Comments to author (Associate Editor)
=====================================

Seven reviews have been gathered, generally highlighting
the soundness of the proposed approach and its quality. As
it can be seen from the Reviewers' comments, some Reviewers
suggests to check for (important) details, e.g., some on
the experimental setting, that seem to be left out and
reduce the clarity/impact of the work. Another Reviewer
also suggests to comment on the limitations of the proposed
approach. These suggestions, along with the other comments
of the Reviewers, should be taken into account to improve
the quality of the paper.


Reviewer 1 of SMC 2023 submission 1342

Comments to the author
======================

The paper introduces a cloud-vehicle collaborative
framework for personalized adaptive cruise control. It
addresses the issue of pre-defined settings not aligning
with driver preferences. The framework incorporates offline
training using naturalistic driving data and online
adaptation based on driver feedback. HuiL simulation
experiments show significant reductions in driver
interventions. Overall, the paper is well written and
presents valuable contributions to personalized ADAS.

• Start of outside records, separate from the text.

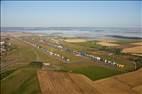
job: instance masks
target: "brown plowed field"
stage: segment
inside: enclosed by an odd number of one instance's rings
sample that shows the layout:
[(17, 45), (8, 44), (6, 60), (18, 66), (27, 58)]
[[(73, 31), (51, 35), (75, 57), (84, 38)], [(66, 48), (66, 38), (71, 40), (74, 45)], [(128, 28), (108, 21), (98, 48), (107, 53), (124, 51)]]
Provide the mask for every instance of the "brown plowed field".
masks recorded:
[(94, 81), (101, 94), (142, 94), (142, 69)]
[(38, 71), (42, 94), (142, 94), (142, 69), (91, 81), (81, 74)]

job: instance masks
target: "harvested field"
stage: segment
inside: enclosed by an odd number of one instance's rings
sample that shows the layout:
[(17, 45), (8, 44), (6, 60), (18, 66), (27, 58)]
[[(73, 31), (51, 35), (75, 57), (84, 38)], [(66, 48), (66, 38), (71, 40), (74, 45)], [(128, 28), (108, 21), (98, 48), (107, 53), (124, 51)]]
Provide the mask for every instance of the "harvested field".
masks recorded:
[(38, 71), (42, 94), (99, 94), (84, 75)]
[(64, 41), (72, 42), (72, 43), (78, 43), (78, 42), (86, 42), (87, 40), (85, 40), (85, 39), (66, 39)]
[(42, 94), (142, 94), (142, 69), (91, 81), (81, 74), (38, 71)]
[(94, 82), (101, 94), (142, 94), (142, 69)]
[(130, 48), (124, 48), (122, 50), (123, 53), (130, 53), (130, 54), (142, 54), (142, 46), (135, 46)]

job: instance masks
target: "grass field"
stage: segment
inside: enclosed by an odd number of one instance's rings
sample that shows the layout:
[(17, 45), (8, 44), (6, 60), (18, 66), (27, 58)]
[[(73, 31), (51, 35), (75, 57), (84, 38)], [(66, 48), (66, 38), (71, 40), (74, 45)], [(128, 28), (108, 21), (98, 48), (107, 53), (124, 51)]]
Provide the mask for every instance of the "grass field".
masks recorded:
[(37, 79), (38, 66), (21, 67), (1, 80), (1, 94), (41, 94)]

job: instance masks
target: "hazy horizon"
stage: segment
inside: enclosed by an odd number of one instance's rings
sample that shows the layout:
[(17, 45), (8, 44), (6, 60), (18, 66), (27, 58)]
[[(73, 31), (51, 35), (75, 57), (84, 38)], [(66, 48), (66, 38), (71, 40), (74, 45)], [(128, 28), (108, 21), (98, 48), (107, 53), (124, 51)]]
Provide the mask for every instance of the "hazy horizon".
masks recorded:
[(141, 1), (2, 1), (1, 27), (141, 27)]

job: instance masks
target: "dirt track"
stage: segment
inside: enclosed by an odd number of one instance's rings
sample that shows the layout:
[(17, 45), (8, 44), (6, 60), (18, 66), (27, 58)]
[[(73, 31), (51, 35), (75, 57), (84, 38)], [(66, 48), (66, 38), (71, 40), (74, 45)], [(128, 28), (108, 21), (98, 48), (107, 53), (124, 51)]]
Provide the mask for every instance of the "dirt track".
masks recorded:
[(65, 72), (37, 74), (42, 94), (142, 94), (142, 69), (98, 81)]

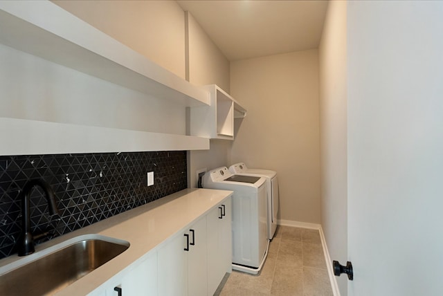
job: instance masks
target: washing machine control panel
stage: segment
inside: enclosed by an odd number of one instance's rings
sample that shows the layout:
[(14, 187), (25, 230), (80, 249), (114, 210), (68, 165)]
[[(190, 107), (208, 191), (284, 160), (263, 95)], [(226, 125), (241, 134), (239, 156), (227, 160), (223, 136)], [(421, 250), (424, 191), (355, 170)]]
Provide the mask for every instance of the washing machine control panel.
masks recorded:
[(229, 170), (233, 174), (246, 173), (248, 167), (244, 163), (238, 163), (229, 167)]
[(226, 167), (218, 167), (210, 171), (210, 178), (213, 182), (221, 181), (232, 176)]

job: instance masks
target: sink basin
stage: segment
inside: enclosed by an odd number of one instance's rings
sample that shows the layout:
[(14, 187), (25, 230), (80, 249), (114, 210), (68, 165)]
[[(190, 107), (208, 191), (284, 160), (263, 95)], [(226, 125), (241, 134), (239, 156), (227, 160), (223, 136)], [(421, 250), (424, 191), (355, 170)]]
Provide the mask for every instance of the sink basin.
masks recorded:
[(127, 241), (98, 235), (70, 239), (24, 257), (33, 259), (0, 275), (0, 295), (54, 294), (129, 247)]

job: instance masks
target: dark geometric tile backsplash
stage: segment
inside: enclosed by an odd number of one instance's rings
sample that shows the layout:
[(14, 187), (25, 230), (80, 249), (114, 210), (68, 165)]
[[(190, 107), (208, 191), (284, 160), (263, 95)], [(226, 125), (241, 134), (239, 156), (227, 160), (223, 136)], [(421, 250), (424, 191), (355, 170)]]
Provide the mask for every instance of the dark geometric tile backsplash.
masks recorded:
[[(148, 172), (154, 175), (150, 187)], [(39, 243), (186, 188), (186, 151), (0, 156), (0, 258), (17, 252), (18, 195), (33, 178), (51, 185), (60, 210), (49, 216), (42, 192), (35, 187), (31, 231), (50, 233)]]

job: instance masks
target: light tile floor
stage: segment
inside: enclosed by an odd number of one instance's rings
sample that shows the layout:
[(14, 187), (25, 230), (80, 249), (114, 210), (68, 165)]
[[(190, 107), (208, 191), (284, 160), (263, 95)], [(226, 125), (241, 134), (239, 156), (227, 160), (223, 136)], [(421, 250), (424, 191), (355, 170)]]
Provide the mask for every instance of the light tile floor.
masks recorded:
[(326, 268), (318, 230), (279, 226), (261, 272), (233, 270), (215, 295), (330, 296)]

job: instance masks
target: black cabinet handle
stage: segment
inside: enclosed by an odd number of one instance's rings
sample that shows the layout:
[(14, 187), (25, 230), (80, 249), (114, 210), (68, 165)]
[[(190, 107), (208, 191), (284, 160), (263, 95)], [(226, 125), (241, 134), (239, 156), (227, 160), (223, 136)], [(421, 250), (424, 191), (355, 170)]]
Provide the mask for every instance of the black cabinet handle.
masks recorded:
[(192, 242), (190, 243), (190, 245), (191, 246), (195, 246), (195, 231), (193, 229), (190, 229), (189, 231), (190, 231), (191, 232), (192, 232)]
[(118, 296), (122, 296), (122, 295), (123, 295), (123, 290), (122, 290), (122, 288), (120, 288), (120, 287), (118, 287), (118, 286), (117, 286), (117, 287), (114, 287), (114, 291), (116, 291), (116, 292), (117, 292), (117, 293), (118, 293), (117, 295), (118, 295)]
[(185, 251), (189, 251), (189, 234), (185, 233), (183, 235), (186, 237), (186, 248), (185, 248), (184, 250)]
[(343, 266), (340, 265), (338, 261), (334, 260), (332, 261), (332, 267), (334, 275), (338, 277), (342, 273), (346, 273), (350, 281), (354, 279), (354, 270), (352, 270), (352, 263), (350, 261), (346, 262), (346, 266)]

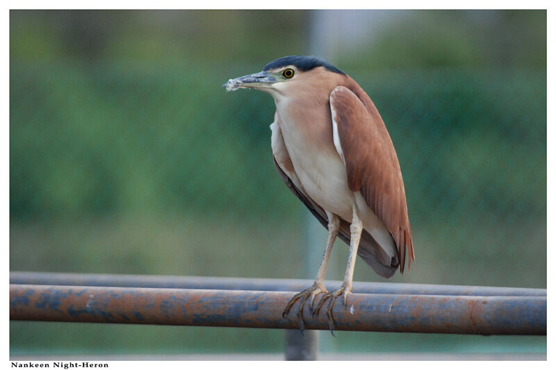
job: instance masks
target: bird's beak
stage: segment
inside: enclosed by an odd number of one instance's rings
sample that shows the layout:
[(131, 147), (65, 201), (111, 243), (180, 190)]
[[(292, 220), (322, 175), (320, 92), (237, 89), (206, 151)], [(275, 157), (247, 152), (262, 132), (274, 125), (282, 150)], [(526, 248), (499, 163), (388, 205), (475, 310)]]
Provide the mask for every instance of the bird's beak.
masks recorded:
[(222, 87), (226, 87), (226, 91), (234, 91), (238, 89), (264, 89), (268, 88), (275, 82), (278, 82), (278, 80), (270, 73), (262, 72), (243, 76), (233, 80), (230, 78)]

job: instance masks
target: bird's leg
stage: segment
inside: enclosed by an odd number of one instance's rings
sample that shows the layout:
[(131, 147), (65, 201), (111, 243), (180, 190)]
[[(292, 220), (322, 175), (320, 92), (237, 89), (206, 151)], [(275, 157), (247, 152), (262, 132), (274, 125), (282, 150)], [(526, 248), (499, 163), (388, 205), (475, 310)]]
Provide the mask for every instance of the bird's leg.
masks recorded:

Reviewer 2 of SMC 2023 submission 1342

Comments to the author
======================

Strengths:

The paper addresses a significant issue in Advanced Driver
Assistance Systems (ADAS) research by proposing a
personalized ACC framework that considers driver
preferences and habits, which has the potential to improve
driver trust and comfort in the system.

The proposed framework incorporates real-time driver
feedback, which is an improvement over existing approaches
that rely solely on historical data. This aspect ensures
that the algorithm is continuously adapting to the driver's
preferences, which could lead to better performance in
unexpected situations.

The use of human-in-the-loop (HuiL) simulation experiments
provides strong evidence for the effectiveness of the
proposed method in reducing driver intervention in
automatic control systems. The HuiL simulation also
provides a safe and controlled environment for testing the
proposed algorithm, which could be a more practical
approach than real-world experiments.

The stochastic scenario generation approach used to
generate speed profiles for the experiments is a notable
strength of the study. The approach meets multiple
requirements, such as avoiding driver fatigue, making the
scenarios realistic and unpredictable, and covering a wide
range of speeds. This approach ensures that the experiments
represent real-world driving scenarios and provides more
accurate results.

The study tests and compares four different control
strategies, which provides a comprehensive evaluation of
the proposed algorithm's performance. This approach allows
the authors to determine the most effective algorithm for
the given scenarios and to understand the strengths and
weaknesses of each approach.

The IRL-based offline personalized DGPT learning and online
DGPT adaptation algorithms used in the study have been
extensively validated in previous works. This aspect
strengthens the validity of the study's results and ensures
that the proposed algorithm is built upon existing and
reliable algorithms.

Weaknesses:

The study only includes five test drivers, which may limit
the generalizability of the results. A larger and more
diverse sample size could provide more robust and
generalizable results.

The study does not consider the effects of weather and road
conditions on the proposed algorithm's performance, which
may affect the algorithm's applicability in real-world
situations. Future studies could consider incorporating
weather and road conditions into the experiment design to
ensure the algorithm's reliability in various environments.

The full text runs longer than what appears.